# Speed up reading partition info

Let's start with an existing catalog with a few thousand partitions in it. I've got a catwise metadata file locally, so I'm using it.

In [1]:
from hipscat.catalog import PartitionInfo
import os

catalog_path = "/data3/epyc/data3/hipscat/catalogs/neowise_yr8"
metadata_path = os.path.join(catalog_path, "_metadata")
csv_path = os.path.join(catalog_path, "partition_info.csv")

Start with reading from `_metadata`. This is pretty slow. We'll run each variety 20 times just to smooth out variance a little.

In [2]:
%%time

info = PartitionInfo.read_from_file(metadata_path)
len(info.get_healpix_pixels())

CPU times: user 7.16 s, sys: 1.75 s, total: 8.91 s
Wall time: 8.92 s


20010

In [3]:
%%time

for i in range(0,20):
    info = PartitionInfo.read_from_file(metadata_path)


CPU times: user 2min 11s, sys: 12.5 s, total: 2min 23s
Wall time: 2min 23s


In [4]:
import numpy as np
from hipscat.io import FilePointer, file_io
from hipscat.pixel_math import HealpixPixel

def write_to_npy(partition_info, catalog_path: FilePointer):
    npy_file = file_io.append_paths_to_pointer(catalog_path, "partition_info")
    data_frame = partition_info.as_dataframe()

    npy_array = np.array(
        [data_frame[partition_info.METADATA_ORDER_COLUMN_NAME], data_frame[partition_info.METADATA_PIXEL_COLUMN_NAME]]
    )
    np.save(npy_file, npy_array)

def read_from_npy(catalog_path: FilePointer, storage_options: dict = None) -> PartitionInfo:
    npy_file = file_io.append_paths_to_pointer(catalog_path, "partition_info.npy")
    if not file_io.does_file_or_directory_exist(npy_file, storage_options=storage_options):
        raise FileNotFoundError(f"No partition info found where expected: {str(npy_file)}")

    npy_array = np.load(npy_file, allow_pickle=True)
    orders = npy_array[0]
    pixels = npy_array[1]

    pixel_list = [HealpixPixel(order, pixel) for order, pixel in zip(orders, pixels)]

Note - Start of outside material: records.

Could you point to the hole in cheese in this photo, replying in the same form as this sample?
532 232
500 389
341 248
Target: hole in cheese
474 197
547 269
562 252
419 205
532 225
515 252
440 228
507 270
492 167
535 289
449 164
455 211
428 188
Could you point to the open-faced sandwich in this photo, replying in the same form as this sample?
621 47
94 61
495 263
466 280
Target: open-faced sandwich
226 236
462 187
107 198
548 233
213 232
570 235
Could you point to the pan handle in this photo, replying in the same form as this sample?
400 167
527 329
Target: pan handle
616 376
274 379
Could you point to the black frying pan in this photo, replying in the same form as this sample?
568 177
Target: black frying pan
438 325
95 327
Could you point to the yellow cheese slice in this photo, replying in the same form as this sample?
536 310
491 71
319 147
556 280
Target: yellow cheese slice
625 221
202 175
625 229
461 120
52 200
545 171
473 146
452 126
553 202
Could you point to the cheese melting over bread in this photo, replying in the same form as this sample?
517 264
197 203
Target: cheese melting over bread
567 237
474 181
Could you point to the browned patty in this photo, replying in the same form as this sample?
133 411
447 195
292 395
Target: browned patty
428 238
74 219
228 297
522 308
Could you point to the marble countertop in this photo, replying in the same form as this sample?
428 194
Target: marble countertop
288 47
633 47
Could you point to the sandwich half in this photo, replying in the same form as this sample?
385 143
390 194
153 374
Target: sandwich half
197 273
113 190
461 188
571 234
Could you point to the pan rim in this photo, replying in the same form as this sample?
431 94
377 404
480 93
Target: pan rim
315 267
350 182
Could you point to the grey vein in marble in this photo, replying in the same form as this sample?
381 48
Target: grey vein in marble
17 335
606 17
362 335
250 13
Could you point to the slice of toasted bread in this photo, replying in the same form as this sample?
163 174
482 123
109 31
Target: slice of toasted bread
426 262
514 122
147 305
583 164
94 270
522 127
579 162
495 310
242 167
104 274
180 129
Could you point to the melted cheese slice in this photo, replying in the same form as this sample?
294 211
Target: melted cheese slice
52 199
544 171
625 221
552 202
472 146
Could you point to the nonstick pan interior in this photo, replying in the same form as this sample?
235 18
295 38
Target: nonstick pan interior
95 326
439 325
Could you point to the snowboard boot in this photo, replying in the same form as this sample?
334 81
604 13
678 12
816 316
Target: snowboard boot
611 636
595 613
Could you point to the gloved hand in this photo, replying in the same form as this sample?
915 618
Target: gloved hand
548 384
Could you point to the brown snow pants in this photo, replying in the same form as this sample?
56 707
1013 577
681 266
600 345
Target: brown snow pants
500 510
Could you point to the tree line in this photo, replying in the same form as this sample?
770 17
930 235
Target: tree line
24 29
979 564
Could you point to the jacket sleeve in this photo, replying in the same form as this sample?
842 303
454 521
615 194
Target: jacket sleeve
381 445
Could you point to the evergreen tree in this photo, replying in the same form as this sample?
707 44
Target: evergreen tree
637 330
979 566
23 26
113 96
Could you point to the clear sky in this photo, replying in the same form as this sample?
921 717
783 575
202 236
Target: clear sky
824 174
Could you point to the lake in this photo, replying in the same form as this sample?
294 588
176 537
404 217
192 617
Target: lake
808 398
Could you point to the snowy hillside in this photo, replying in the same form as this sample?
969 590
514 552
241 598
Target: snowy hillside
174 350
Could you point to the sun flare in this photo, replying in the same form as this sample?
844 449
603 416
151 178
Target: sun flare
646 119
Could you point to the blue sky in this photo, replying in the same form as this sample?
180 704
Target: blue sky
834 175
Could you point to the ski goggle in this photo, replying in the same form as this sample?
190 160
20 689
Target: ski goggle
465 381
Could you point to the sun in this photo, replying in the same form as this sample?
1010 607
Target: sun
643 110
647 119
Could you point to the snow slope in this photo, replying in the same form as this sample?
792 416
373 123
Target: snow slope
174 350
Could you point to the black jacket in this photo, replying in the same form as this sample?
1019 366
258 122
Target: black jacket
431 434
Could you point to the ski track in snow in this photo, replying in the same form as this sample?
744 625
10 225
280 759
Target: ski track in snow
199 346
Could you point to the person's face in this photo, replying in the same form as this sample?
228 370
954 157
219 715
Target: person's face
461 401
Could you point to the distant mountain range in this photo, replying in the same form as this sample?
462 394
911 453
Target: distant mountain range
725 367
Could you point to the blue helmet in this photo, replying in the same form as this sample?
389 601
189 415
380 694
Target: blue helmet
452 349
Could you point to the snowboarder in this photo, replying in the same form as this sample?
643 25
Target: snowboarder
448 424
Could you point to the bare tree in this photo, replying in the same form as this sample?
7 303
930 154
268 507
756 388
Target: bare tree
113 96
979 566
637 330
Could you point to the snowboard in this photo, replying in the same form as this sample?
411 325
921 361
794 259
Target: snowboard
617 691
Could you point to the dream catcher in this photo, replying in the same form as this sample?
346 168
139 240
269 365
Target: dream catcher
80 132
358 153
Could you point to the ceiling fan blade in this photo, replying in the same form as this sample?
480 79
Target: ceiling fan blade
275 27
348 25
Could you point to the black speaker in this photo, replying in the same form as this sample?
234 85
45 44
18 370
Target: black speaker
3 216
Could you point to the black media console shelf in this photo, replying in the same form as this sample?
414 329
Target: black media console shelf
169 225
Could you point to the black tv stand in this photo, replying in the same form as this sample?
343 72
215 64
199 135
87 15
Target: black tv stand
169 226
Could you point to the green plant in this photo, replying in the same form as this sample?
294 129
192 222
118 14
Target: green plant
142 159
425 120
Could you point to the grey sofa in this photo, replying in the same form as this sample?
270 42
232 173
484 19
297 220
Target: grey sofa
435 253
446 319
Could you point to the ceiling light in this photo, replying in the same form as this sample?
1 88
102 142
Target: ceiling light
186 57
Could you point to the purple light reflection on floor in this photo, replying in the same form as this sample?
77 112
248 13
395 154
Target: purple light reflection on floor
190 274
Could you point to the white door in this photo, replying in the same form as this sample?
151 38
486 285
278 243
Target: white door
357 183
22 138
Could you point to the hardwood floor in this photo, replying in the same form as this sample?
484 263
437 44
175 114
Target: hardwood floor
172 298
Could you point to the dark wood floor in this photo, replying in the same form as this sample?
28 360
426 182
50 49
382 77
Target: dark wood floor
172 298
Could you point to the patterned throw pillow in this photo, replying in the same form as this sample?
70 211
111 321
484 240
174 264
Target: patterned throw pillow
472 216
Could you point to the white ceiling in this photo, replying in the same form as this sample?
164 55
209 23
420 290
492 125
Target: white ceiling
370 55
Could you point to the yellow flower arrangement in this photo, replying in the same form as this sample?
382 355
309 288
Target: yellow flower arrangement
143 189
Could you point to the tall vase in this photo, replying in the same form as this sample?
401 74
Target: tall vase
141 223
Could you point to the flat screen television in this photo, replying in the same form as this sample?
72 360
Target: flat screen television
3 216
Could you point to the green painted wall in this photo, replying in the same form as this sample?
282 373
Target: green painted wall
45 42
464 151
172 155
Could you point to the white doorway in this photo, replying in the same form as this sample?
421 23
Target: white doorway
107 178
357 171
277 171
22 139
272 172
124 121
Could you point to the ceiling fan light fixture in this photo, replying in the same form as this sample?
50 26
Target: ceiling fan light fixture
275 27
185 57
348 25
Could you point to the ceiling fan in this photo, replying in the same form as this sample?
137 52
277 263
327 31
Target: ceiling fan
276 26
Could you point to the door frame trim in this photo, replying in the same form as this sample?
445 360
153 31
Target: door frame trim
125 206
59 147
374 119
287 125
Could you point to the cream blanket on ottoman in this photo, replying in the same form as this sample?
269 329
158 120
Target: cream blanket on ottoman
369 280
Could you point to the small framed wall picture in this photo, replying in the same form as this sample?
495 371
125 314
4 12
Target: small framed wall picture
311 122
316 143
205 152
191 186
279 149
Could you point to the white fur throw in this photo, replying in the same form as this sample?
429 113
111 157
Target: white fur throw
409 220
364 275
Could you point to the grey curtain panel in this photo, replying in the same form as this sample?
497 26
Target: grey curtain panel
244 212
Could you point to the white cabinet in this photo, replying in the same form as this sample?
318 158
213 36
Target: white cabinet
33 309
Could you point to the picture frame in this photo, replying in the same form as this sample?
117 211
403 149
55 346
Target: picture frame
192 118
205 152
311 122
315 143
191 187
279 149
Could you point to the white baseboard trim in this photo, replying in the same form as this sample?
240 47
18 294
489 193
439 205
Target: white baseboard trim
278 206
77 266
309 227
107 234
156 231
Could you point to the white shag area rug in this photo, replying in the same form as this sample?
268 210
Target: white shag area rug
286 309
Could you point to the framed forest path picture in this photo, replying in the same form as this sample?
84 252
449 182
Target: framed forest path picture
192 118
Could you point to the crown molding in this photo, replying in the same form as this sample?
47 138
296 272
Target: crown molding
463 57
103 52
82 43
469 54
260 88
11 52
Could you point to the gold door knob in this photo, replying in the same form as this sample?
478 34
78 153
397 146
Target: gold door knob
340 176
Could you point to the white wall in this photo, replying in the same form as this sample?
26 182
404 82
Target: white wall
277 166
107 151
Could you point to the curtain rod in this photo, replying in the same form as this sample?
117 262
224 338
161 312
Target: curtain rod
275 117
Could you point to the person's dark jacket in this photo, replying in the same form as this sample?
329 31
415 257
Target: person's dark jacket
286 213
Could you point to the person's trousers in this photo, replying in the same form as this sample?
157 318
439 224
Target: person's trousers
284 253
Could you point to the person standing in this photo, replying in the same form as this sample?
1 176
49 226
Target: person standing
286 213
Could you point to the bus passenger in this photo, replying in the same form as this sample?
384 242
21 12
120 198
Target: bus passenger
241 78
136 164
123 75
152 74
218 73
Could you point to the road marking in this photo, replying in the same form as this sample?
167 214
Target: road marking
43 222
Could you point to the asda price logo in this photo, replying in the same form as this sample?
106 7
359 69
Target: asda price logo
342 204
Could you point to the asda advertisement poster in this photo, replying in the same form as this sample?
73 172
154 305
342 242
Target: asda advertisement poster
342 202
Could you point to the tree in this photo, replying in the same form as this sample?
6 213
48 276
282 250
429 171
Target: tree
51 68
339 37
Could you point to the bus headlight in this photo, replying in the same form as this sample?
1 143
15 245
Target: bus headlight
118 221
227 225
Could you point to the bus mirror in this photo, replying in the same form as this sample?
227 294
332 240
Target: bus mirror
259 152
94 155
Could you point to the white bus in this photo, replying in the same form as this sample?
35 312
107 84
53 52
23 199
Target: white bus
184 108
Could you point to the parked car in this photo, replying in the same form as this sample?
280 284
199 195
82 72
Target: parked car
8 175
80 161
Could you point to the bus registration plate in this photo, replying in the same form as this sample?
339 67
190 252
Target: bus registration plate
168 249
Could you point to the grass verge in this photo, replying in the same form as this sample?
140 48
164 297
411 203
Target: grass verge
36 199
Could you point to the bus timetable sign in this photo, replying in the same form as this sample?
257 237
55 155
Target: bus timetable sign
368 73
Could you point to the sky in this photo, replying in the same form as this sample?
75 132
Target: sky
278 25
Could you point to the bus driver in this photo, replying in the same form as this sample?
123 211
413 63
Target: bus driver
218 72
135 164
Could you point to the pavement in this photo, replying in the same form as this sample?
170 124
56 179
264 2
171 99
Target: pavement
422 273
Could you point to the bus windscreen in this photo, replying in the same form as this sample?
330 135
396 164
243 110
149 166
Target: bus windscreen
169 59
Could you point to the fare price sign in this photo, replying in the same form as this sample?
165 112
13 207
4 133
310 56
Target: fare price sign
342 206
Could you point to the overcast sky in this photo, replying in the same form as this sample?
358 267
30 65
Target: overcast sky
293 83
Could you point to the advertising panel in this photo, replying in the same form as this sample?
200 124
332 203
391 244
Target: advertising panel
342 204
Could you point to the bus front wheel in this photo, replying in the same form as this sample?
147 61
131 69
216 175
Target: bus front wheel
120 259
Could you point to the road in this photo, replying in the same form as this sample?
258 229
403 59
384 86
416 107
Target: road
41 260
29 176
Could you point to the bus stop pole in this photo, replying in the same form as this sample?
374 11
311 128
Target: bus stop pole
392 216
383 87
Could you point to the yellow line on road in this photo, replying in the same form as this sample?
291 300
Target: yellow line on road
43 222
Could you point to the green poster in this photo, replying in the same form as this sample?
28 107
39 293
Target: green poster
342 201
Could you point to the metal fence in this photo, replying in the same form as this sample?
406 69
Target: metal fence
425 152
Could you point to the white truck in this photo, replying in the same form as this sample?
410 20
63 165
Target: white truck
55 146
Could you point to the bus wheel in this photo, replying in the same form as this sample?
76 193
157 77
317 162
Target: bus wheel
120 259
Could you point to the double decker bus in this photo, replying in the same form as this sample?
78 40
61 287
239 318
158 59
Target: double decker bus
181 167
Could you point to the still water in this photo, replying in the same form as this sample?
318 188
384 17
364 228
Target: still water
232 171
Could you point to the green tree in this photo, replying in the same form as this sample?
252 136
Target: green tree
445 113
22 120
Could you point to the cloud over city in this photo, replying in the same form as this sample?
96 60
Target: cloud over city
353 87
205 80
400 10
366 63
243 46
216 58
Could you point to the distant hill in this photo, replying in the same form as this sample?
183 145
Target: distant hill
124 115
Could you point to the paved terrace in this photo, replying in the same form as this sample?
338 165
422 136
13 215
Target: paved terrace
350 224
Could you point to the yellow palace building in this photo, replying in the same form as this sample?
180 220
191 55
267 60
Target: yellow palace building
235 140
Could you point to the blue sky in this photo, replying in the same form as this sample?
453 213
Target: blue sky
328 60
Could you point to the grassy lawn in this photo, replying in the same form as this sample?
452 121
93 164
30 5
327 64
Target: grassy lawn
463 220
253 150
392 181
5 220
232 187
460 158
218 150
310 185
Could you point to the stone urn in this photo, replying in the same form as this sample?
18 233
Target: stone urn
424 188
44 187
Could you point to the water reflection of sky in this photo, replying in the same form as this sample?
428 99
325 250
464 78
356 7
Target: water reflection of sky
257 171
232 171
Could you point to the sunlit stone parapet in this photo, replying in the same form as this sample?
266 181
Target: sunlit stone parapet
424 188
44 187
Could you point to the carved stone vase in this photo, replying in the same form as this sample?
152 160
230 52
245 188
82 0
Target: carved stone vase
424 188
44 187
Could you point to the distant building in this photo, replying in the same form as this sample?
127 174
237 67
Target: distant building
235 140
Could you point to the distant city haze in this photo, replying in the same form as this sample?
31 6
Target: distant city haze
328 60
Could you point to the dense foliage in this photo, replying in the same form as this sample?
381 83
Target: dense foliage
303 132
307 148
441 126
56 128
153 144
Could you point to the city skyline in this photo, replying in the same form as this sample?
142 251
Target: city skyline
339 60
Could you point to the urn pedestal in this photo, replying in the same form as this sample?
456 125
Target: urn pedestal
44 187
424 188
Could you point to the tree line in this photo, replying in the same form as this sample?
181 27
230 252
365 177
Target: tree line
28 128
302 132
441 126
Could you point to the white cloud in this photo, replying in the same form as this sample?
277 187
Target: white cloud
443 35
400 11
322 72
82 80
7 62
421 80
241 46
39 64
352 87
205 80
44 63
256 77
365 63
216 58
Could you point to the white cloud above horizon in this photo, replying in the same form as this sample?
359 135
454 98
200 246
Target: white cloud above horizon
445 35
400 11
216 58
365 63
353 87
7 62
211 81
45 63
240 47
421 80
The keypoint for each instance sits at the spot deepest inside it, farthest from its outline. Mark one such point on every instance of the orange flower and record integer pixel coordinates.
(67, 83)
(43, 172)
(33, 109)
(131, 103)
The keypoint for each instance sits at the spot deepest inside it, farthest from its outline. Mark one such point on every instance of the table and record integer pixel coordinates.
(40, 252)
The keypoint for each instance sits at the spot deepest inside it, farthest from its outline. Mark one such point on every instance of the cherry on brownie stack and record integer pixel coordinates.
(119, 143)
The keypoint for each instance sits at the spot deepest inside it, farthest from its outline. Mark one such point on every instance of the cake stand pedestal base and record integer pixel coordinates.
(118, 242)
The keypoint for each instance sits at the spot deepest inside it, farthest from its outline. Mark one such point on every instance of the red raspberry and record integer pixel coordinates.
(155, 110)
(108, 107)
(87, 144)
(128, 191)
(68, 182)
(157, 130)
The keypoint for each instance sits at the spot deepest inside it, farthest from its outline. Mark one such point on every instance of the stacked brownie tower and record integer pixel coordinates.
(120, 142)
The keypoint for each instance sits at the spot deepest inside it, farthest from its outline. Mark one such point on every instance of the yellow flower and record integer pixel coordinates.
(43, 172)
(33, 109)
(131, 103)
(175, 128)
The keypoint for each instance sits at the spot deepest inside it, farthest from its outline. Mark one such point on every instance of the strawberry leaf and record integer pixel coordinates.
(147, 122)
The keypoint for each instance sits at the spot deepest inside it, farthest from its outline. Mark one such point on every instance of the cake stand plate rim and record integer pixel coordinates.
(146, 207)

    return PartitionInfo(pixel_list)

Using that same partition info, let's write it out to an uncompressed npy file. This should be wicked fast.

In [5]:
%%time
write_to_npy(info, catalog_path)

CPU times: user 26.9 ms, sys: 1.78 ms, total: 28.6 ms
Wall time: 27.9 ms


In [6]:
%%time

info = read_from_npy(catalog_path)
len(info.get_healpix_pixels())

CPU times: user 20.6 ms, sys: 2.75 ms, total: 23.4 ms
Wall time: 22 ms


20010

In [7]:
%%time

for i in range(0,20):
    info = read_from_npy(catalog_path)

CPU times: user 830 ms, sys: 6.64 ms, total: 836 ms
Wall time: 835 ms


Let's also look at what this looks like if we use a CSV and pandas parsing. Is it substantially worse than the npy?

In [8]:
%%time
info.write_to_file(csv_path)

CPU times: user 260 ms, sys: 6.21 ms, total: 266 ms
Wall time: 289 ms


In [9]:
%%time

info = PartitionInfo.read_from_csv(csv_path)
len(info.get_healpix_pixels())

CPU times: user 51.6 ms, sys: 1.12 ms, total: 52.7 ms
Wall time: 50.8 ms


20010

In [10]:
%%time

for i in range(0,20):
    info = PartitionInfo.read_from_csv(csv_path)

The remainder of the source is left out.